Being smart--all my girls are "gifted", honor roll students & book smart. BUT if they have no character, if they don't learn to be responsible human beings, if they don't learn to work hard, then they are worthless in my book. And I've told them so.

Yes it's h*** o* ME. Yes, I've been embarrassed by the clothes my child choose to wear. Yes I've been embarrassed when my "gifted", super smart child didn't get the Super Student Award, because she wouldn't do her homework. But you know what? So was she.
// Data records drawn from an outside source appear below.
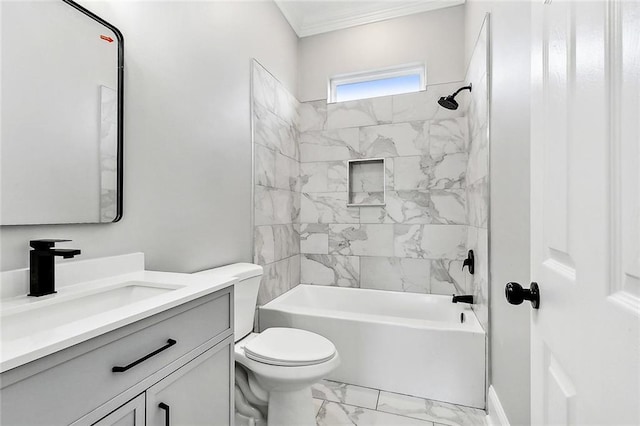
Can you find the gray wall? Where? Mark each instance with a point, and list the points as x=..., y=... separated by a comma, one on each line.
x=435, y=38
x=509, y=240
x=187, y=133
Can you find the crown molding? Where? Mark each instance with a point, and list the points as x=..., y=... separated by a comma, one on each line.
x=355, y=14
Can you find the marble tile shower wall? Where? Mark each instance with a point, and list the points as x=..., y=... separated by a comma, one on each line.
x=417, y=241
x=276, y=184
x=477, y=177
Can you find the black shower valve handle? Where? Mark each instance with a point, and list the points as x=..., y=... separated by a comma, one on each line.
x=469, y=262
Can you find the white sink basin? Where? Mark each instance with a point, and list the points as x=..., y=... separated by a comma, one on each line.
x=48, y=314
x=95, y=296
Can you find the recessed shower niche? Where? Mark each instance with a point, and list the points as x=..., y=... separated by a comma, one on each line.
x=366, y=182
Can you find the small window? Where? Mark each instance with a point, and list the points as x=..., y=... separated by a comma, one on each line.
x=370, y=84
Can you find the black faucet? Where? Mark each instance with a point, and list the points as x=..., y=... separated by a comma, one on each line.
x=463, y=298
x=42, y=267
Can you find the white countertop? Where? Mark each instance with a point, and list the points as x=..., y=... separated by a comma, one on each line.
x=19, y=350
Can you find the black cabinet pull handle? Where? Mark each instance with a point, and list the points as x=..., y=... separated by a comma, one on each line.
x=117, y=369
x=167, y=418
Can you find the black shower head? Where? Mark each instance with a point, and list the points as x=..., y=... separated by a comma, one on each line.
x=449, y=102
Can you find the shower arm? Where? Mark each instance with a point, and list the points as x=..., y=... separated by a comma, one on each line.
x=461, y=89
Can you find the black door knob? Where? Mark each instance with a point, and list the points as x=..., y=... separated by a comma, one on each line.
x=515, y=294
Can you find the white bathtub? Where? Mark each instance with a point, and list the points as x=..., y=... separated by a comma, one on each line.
x=408, y=343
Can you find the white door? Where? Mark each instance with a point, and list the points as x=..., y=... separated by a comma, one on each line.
x=585, y=200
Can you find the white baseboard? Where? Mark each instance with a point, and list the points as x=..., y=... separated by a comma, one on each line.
x=495, y=413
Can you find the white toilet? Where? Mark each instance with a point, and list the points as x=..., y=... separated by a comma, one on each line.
x=281, y=363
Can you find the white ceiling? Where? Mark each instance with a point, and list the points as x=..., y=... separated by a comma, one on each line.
x=309, y=17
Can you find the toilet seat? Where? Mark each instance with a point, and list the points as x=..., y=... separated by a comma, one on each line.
x=289, y=347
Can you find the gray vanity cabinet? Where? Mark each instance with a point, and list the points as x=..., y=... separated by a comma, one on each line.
x=76, y=386
x=130, y=414
x=195, y=394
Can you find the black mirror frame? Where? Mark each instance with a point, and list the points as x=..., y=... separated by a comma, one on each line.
x=120, y=131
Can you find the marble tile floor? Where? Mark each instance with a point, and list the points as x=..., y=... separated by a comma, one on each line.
x=340, y=404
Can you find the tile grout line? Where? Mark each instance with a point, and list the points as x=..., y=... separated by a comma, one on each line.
x=386, y=412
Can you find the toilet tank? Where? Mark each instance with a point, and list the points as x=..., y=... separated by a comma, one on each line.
x=245, y=293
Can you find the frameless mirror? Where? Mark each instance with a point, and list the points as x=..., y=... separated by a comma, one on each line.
x=61, y=114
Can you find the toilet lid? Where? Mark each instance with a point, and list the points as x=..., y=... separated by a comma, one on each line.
x=289, y=347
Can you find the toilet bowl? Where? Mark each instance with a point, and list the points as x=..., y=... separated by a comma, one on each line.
x=281, y=363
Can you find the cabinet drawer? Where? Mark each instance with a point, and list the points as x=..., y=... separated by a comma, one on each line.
x=73, y=388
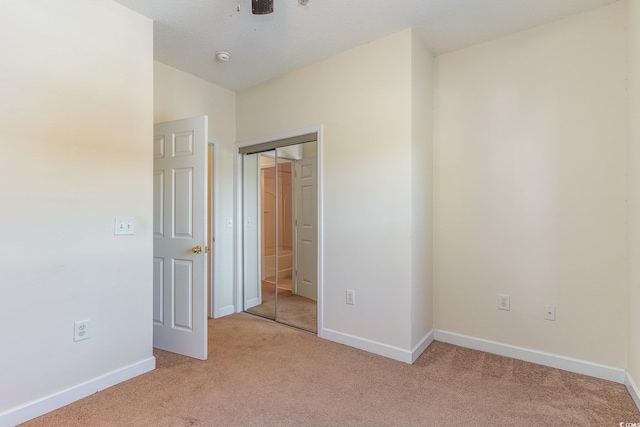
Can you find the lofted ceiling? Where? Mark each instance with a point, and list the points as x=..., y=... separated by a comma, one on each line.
x=188, y=33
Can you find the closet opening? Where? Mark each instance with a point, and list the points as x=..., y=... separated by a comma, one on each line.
x=280, y=231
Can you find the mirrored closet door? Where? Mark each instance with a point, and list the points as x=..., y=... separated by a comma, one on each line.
x=280, y=234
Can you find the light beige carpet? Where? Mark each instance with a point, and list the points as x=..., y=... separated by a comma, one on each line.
x=260, y=373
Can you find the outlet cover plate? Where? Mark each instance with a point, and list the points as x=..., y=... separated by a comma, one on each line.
x=81, y=330
x=504, y=302
x=550, y=312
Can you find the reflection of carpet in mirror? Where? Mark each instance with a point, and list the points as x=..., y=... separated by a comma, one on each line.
x=293, y=310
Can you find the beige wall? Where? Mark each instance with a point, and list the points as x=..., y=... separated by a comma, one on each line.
x=179, y=95
x=363, y=99
x=422, y=80
x=633, y=190
x=76, y=106
x=531, y=188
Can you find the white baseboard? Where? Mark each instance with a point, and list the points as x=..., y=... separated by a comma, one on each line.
x=541, y=358
x=57, y=400
x=633, y=389
x=392, y=352
x=224, y=311
x=422, y=345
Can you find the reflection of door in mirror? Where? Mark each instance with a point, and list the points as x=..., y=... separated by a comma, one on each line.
x=277, y=225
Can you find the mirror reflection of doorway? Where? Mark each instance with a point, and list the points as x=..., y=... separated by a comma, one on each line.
x=280, y=234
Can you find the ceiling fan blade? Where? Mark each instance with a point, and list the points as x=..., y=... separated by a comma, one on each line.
x=262, y=7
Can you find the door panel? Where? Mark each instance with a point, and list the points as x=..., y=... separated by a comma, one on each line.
x=179, y=225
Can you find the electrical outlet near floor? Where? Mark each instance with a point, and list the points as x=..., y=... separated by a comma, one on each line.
x=81, y=330
x=504, y=302
x=550, y=312
x=351, y=297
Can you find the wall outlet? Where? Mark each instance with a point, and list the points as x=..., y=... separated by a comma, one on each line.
x=351, y=297
x=550, y=312
x=81, y=330
x=504, y=302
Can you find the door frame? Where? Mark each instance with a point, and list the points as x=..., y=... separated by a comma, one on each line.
x=213, y=151
x=318, y=130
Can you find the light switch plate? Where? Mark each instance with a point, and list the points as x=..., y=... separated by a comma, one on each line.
x=124, y=226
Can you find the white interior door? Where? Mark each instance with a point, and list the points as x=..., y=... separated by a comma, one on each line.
x=180, y=236
x=306, y=228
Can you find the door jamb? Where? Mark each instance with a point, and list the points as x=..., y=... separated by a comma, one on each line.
x=214, y=256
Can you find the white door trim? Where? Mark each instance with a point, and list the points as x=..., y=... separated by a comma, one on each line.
x=238, y=203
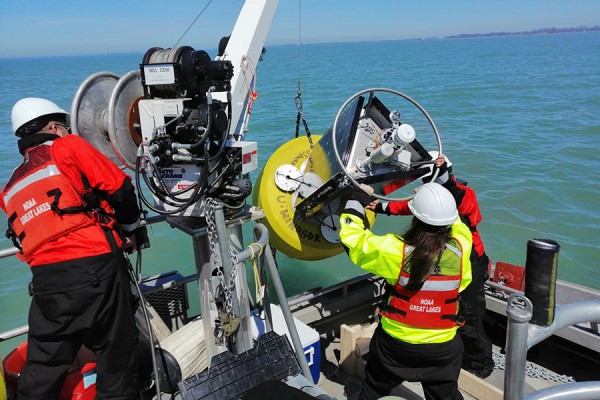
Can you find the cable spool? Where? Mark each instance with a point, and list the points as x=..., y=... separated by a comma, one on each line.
x=310, y=239
x=89, y=112
x=124, y=119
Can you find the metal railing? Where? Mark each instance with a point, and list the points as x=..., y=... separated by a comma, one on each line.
x=522, y=335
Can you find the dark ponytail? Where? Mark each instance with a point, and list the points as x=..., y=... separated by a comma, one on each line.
x=429, y=243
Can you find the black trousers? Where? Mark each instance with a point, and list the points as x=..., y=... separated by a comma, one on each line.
x=99, y=316
x=392, y=361
x=477, y=357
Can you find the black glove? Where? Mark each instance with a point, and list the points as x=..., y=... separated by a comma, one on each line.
x=138, y=239
x=382, y=207
x=359, y=194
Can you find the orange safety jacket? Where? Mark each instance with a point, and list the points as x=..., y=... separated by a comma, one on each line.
x=43, y=206
x=434, y=306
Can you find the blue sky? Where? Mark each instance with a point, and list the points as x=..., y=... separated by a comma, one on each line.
x=65, y=27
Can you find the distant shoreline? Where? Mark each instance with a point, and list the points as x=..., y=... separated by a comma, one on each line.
x=542, y=31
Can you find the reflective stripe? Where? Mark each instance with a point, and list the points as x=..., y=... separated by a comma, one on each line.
x=435, y=285
x=455, y=250
x=50, y=170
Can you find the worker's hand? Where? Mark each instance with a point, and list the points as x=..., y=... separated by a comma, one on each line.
x=136, y=240
x=439, y=161
x=367, y=189
x=373, y=205
x=363, y=194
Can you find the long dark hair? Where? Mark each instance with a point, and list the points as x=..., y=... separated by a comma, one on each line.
x=429, y=243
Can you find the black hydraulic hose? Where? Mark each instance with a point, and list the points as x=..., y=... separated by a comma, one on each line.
x=147, y=203
x=208, y=128
x=148, y=324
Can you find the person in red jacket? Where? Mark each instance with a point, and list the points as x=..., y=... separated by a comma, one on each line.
x=72, y=212
x=477, y=356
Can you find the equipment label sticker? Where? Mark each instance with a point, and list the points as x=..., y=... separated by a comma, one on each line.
x=159, y=74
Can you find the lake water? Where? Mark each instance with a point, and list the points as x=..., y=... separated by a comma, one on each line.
x=519, y=117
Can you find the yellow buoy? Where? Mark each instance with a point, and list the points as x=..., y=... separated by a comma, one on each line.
x=304, y=240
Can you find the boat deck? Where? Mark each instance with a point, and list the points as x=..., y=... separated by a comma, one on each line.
x=340, y=385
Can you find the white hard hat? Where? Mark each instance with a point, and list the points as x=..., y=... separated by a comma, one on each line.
x=434, y=205
x=26, y=115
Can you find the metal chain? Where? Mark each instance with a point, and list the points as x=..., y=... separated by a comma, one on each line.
x=533, y=370
x=209, y=214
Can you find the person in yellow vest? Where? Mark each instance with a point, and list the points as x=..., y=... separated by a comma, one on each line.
x=426, y=268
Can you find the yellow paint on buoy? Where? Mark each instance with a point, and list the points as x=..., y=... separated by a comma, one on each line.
x=301, y=240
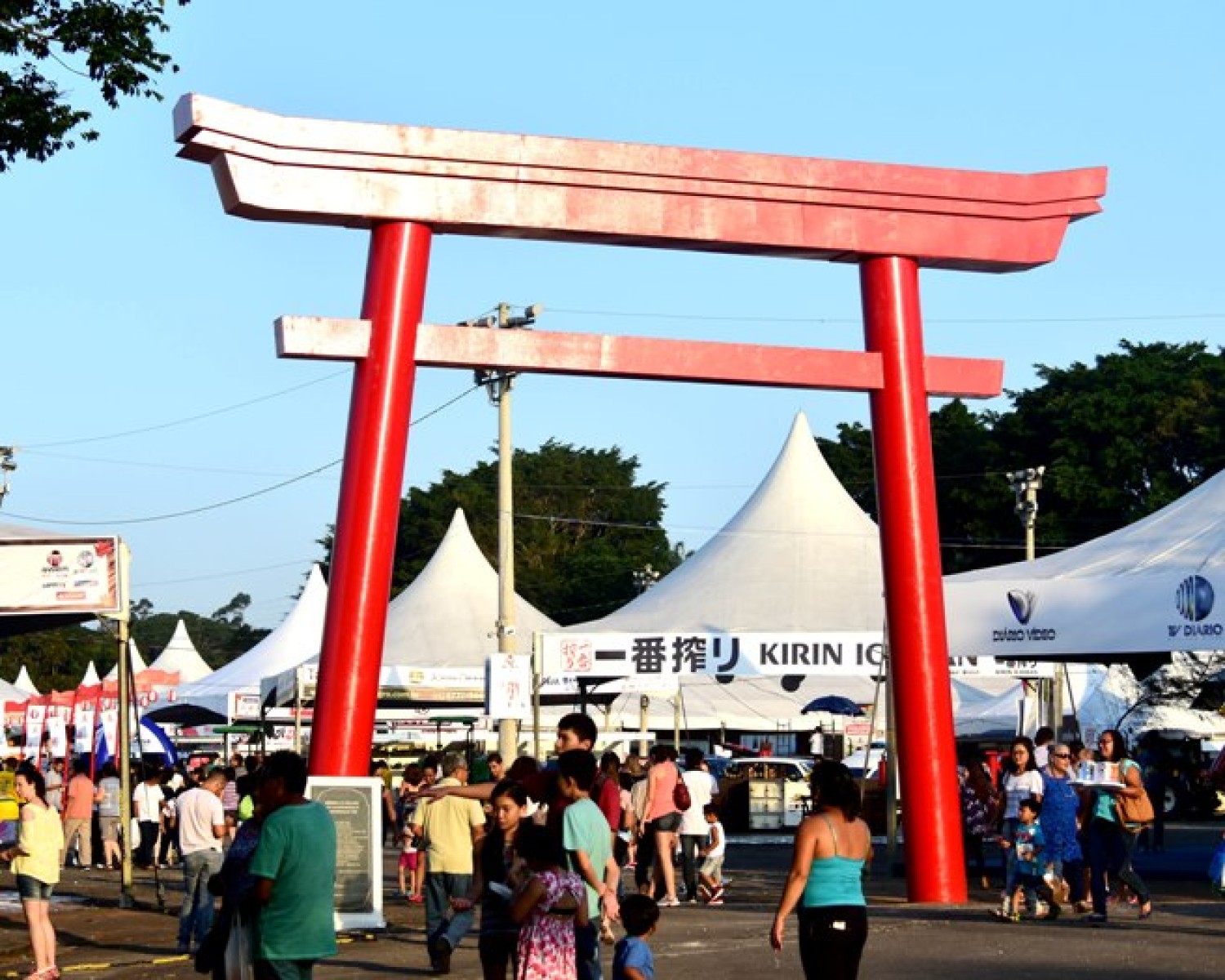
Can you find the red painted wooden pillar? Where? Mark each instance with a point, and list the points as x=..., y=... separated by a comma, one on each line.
x=369, y=510
x=906, y=488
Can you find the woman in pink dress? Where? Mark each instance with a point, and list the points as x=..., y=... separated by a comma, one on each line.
x=549, y=906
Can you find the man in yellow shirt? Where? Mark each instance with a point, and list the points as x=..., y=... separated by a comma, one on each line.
x=451, y=827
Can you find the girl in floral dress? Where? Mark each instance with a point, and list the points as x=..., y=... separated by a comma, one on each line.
x=549, y=906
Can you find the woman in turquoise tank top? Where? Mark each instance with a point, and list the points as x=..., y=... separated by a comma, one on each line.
x=832, y=848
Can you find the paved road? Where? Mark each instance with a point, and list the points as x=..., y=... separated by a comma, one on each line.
x=1185, y=938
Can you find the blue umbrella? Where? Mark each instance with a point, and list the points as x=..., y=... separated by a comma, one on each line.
x=833, y=705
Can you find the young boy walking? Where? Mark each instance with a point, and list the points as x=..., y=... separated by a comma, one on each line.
x=710, y=872
x=632, y=958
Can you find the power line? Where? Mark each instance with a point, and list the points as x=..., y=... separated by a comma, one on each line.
x=220, y=504
x=188, y=419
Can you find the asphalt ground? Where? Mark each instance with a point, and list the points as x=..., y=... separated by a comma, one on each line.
x=1183, y=938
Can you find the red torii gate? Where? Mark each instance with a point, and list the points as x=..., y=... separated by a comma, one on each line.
x=407, y=183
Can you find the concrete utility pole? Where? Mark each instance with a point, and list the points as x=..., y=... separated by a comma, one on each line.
x=499, y=385
x=1026, y=484
x=7, y=467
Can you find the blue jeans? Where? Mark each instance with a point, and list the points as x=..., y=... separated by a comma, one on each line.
x=440, y=920
x=587, y=951
x=196, y=914
x=1110, y=852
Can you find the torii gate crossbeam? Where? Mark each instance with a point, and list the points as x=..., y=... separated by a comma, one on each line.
x=407, y=184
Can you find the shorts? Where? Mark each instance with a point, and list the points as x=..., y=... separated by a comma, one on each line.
x=668, y=823
x=33, y=889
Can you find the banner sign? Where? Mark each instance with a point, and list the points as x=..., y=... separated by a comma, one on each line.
x=1111, y=614
x=59, y=575
x=642, y=656
x=720, y=653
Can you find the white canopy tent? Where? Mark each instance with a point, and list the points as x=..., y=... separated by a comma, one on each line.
x=800, y=559
x=1148, y=587
x=181, y=657
x=24, y=684
x=233, y=690
x=446, y=619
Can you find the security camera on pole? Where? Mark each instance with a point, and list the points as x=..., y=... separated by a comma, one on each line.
x=1026, y=484
x=497, y=385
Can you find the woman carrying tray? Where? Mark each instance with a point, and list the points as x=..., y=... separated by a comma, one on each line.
x=1111, y=844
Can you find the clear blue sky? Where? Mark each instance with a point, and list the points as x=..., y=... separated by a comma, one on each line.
x=134, y=301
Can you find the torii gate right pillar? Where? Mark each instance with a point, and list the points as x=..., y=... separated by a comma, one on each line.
x=906, y=489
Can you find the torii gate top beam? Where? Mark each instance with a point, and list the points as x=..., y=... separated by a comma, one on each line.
x=289, y=169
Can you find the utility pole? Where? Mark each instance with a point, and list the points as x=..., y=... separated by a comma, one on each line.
x=7, y=467
x=497, y=385
x=1026, y=484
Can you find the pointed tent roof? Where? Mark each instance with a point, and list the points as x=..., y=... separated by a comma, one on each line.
x=137, y=663
x=1156, y=585
x=24, y=683
x=181, y=657
x=800, y=555
x=296, y=639
x=448, y=615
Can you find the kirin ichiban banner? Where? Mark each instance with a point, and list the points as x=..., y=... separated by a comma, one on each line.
x=725, y=654
x=745, y=654
x=59, y=575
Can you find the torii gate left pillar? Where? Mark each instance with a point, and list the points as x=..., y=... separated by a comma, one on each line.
x=407, y=184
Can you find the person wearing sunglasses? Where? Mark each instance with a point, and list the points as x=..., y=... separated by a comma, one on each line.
x=1061, y=806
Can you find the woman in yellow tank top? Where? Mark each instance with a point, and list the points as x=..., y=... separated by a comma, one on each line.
x=36, y=862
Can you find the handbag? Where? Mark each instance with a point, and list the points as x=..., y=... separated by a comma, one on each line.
x=681, y=799
x=1134, y=813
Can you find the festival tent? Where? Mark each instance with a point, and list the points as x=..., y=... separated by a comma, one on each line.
x=24, y=684
x=445, y=620
x=180, y=656
x=800, y=558
x=216, y=697
x=137, y=663
x=1148, y=587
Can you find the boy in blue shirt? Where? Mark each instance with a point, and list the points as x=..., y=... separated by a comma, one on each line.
x=632, y=958
x=1029, y=843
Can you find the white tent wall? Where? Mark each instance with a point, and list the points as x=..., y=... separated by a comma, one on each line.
x=1148, y=587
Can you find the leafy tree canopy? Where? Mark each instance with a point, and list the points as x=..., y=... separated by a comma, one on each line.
x=1120, y=439
x=110, y=43
x=582, y=527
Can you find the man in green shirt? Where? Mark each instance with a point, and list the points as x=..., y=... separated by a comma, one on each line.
x=294, y=870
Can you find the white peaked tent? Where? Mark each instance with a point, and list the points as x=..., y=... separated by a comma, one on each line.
x=137, y=663
x=800, y=555
x=181, y=657
x=445, y=619
x=24, y=684
x=298, y=639
x=448, y=615
x=1158, y=585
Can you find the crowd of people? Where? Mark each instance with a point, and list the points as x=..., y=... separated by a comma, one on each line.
x=546, y=864
x=1067, y=843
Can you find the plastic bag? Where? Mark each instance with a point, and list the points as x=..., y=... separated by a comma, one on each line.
x=1217, y=869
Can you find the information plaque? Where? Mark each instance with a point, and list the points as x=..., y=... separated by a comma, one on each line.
x=355, y=804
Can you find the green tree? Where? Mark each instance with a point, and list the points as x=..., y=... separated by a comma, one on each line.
x=110, y=43
x=1121, y=438
x=582, y=527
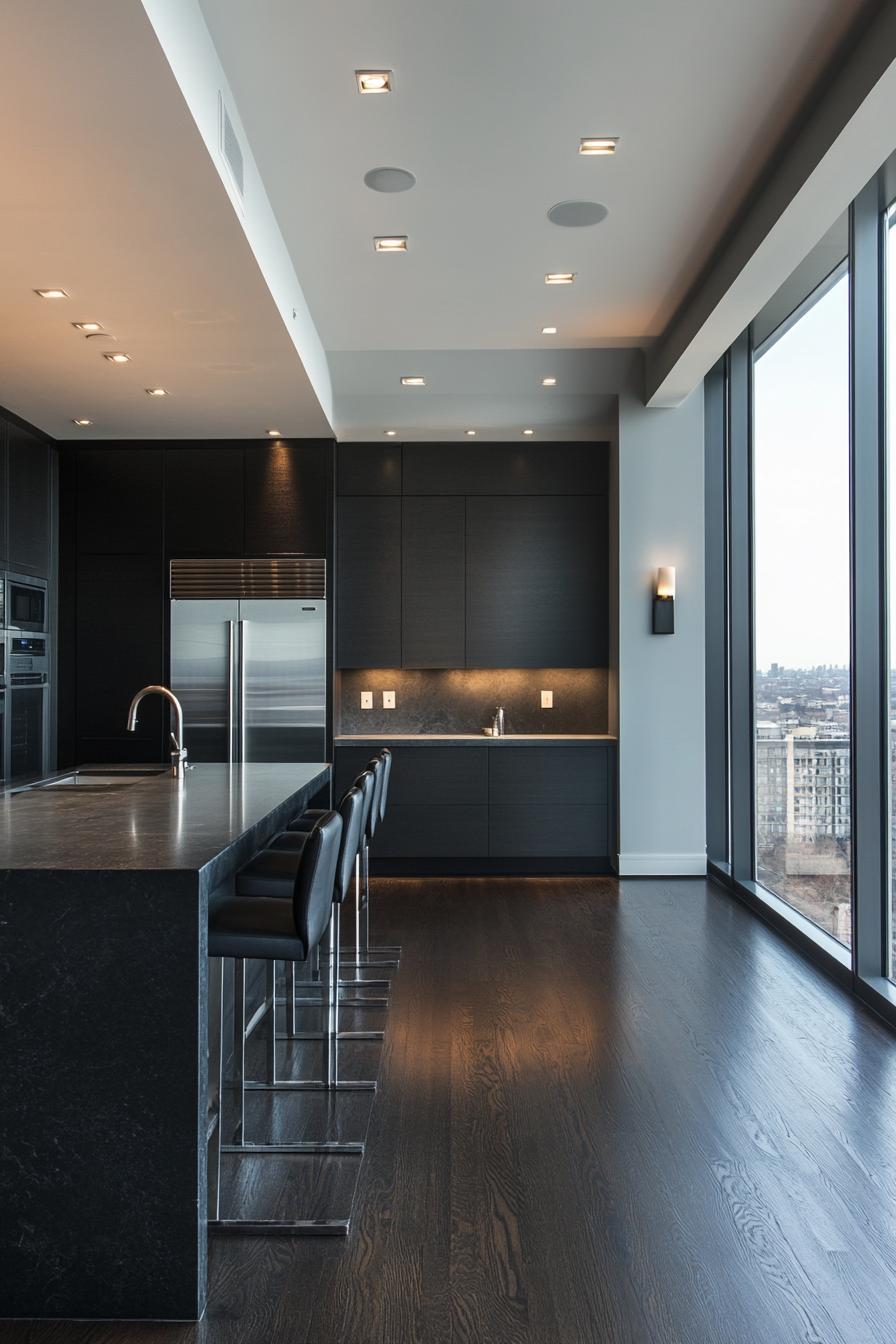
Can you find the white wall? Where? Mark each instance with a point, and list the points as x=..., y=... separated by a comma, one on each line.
x=660, y=678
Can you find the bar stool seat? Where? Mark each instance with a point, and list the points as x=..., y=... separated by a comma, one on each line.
x=255, y=926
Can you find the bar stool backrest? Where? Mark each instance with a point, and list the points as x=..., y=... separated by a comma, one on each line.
x=315, y=880
x=366, y=781
x=387, y=770
x=351, y=809
x=375, y=764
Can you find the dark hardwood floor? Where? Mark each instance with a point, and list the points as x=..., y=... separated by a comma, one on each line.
x=609, y=1113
And she learned from that & started finishing her work & turning it in on time.

And ALL electronics--TV, DVDs, video games, cell phones--screen time, those need to be EARNED. And taken away for weeks, not days or hours & ONLY given back when the nasty behavior/mean words have stopped. For weeks. We kept letting a few days of good behavior be enough to get back the electronics--but guess what--the HABIT of being nasty & defiant didn't go away, she just would manage to hide it. Which is a manipulation. Once she got her "crack" back, she would slowly creep back into nastiness.

Use the Love & Logic "phrases" to help you keep your cool, because there is a LOT of reward in making Mommy's Head Pop Off--& since you are the Adult, YOU feel guilty & back off whatever you wanted the kid to do, say or not say. And she gets to see you freaked out. She sees that as a "win".

Also check out Gary Chapman's The Five Love Languages of Children. Frankly, you probably don't feel very much love for your child after she's treated you like garbage, but sometimes a kid acting out, is a kid NOT feeling loved. And what says Love to one person, isn't the same to another. Good Luck.